Invece mi ha reso sazia perchè ho trovato, le tue scelte, giuste ed appaganti.
bene, maurone...e ancora grazie.
temphe

Maurone ha detto...

x Effimeramente: è difficile insegnare la storia alle nuove generazioni, la scuola dà solo nozioni e gli alunni hanno poca curiosità sui grandi temi sociali, già da ciò nasce l'attegiamento di delega, poi esistono anche isole felici ed eccezioni lodevoli, ma intanto la magggioranza... si dovrebbero incentivare la lettura di "Se questo è un uomo" o "La Tregua" di Levi, o "Fontamara" di Ignazio Silone, o "Il voltaggabana" di Lajolo, la storia sarebbe più assimilabile senza cadere di qualità, anzi....

x Mari: potessi scriverei di più e meglio, ma intanto mi "emoziono a sapervi emozionati"!

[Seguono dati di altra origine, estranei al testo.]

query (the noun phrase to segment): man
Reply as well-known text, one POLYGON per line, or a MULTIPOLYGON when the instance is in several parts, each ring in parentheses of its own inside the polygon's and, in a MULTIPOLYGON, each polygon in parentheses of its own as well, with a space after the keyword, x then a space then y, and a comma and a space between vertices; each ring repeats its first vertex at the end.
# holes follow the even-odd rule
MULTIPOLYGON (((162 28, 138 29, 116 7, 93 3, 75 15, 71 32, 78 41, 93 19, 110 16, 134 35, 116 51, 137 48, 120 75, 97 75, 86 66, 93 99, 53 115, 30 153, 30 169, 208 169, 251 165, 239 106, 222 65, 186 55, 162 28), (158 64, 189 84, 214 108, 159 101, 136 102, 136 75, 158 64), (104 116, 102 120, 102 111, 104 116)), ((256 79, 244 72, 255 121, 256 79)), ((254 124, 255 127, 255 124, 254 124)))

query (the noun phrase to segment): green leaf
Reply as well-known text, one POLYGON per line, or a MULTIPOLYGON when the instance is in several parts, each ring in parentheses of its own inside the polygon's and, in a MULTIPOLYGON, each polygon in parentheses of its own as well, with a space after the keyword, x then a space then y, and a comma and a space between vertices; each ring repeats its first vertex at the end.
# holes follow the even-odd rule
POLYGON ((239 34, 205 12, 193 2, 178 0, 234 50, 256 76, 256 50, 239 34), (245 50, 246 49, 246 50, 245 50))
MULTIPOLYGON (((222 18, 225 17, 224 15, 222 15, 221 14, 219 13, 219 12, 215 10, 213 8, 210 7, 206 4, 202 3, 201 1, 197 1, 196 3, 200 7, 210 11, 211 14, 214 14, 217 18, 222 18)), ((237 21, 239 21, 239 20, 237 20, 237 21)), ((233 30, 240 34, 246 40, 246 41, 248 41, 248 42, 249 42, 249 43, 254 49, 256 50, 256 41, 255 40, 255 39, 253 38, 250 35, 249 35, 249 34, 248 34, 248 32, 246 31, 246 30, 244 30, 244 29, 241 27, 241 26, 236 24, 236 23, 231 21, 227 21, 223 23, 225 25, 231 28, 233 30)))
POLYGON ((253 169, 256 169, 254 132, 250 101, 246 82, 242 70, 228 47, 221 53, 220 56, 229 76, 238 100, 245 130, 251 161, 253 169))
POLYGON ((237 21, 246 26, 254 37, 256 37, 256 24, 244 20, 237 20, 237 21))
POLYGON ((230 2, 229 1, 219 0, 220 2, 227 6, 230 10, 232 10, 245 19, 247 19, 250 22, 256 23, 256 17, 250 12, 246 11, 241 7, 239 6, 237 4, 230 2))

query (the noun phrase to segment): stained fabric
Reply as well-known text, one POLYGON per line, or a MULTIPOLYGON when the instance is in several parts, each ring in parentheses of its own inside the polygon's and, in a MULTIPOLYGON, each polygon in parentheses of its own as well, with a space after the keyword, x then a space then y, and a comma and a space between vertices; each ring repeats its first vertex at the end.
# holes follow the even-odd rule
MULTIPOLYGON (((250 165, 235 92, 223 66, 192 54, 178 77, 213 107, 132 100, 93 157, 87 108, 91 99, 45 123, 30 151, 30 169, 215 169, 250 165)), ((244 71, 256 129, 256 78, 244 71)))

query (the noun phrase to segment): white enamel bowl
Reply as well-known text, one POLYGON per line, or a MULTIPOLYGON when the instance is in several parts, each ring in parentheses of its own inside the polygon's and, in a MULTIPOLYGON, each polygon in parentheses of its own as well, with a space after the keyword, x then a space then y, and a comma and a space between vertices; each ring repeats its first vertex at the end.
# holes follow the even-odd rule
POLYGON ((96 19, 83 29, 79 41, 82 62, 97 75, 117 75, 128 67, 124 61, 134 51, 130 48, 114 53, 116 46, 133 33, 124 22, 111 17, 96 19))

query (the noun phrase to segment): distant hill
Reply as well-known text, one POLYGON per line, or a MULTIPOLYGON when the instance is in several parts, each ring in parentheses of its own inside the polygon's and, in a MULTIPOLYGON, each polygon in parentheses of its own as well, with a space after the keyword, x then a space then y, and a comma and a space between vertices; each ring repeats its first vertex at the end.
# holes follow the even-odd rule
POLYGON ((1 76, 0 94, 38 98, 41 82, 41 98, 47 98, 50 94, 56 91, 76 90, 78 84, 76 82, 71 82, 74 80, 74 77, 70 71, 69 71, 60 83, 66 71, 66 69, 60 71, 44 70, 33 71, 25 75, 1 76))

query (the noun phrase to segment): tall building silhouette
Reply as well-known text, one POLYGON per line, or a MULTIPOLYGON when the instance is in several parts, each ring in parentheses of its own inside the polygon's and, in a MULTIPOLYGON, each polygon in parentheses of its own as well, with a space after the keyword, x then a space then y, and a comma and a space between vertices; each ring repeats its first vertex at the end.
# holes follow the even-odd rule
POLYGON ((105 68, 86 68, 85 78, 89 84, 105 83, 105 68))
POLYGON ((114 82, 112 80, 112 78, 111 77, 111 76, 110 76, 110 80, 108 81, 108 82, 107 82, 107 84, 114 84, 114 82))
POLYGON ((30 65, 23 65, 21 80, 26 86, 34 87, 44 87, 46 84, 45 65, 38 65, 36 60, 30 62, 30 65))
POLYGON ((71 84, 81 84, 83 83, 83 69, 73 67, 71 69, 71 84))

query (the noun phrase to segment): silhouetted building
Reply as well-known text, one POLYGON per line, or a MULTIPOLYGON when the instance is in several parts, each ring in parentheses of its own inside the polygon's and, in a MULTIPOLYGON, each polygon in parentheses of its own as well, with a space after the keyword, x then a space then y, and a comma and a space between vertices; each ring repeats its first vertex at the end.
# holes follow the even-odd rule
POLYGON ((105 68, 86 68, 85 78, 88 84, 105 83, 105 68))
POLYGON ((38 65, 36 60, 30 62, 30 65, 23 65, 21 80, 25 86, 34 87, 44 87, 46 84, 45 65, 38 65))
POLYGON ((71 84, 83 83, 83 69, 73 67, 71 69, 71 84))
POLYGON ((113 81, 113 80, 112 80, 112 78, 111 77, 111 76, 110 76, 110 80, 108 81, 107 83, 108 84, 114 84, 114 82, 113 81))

X Temphe: vale quello detto sopra, grazie per la franchezza ;-)

Anonimo ha detto...

due cose: 1)che pensi, a proposito di memoria, storia, di Fenoglio...penso che Il partigiano Johnny, sia un romanzo di bellezza primordiale....e pone così tanti dubbi proprio sulle scelte da compiere...e sulla solitudine che può comunque seguirti 2) Soldato Blu, ti piace?
and
www.wrong-.splinder.com

Anonimo ha detto...

come va con il lavoro?
robibandito

Anonimo ha detto...

alle medie, mi pare, l'ultimo anno dovevamo scegliere un autore italiano da portare all'esame finale. A me rimase solo Fenoglio, che non ho mai digerito, fosse perchè mi fu praticamente imposto. O perchè era così lontano dai miei gusti.

Maurone ha detto...

X And: tanti anni fa ho letto "I 23 giorni della città di Alba", credo possa essere un importante riferimento sugli anni di guerra, obiettivo. ma non conosco soldato blu, mi aggiorni?

X Robibandito: ho mandato curriculum in giro, questo chiarisce come risposta? Bisogna cambiare se si può.....

X Effimeramente: le cose imposte rischiano sempre di essere indigeste, ma peccato per Fenoglio, lui sarebbe stato contento di te, amava le persone libere. :-)

tEmPhE ha detto...

cosa hai mandato in giro??????????????????????????????????????????????????????????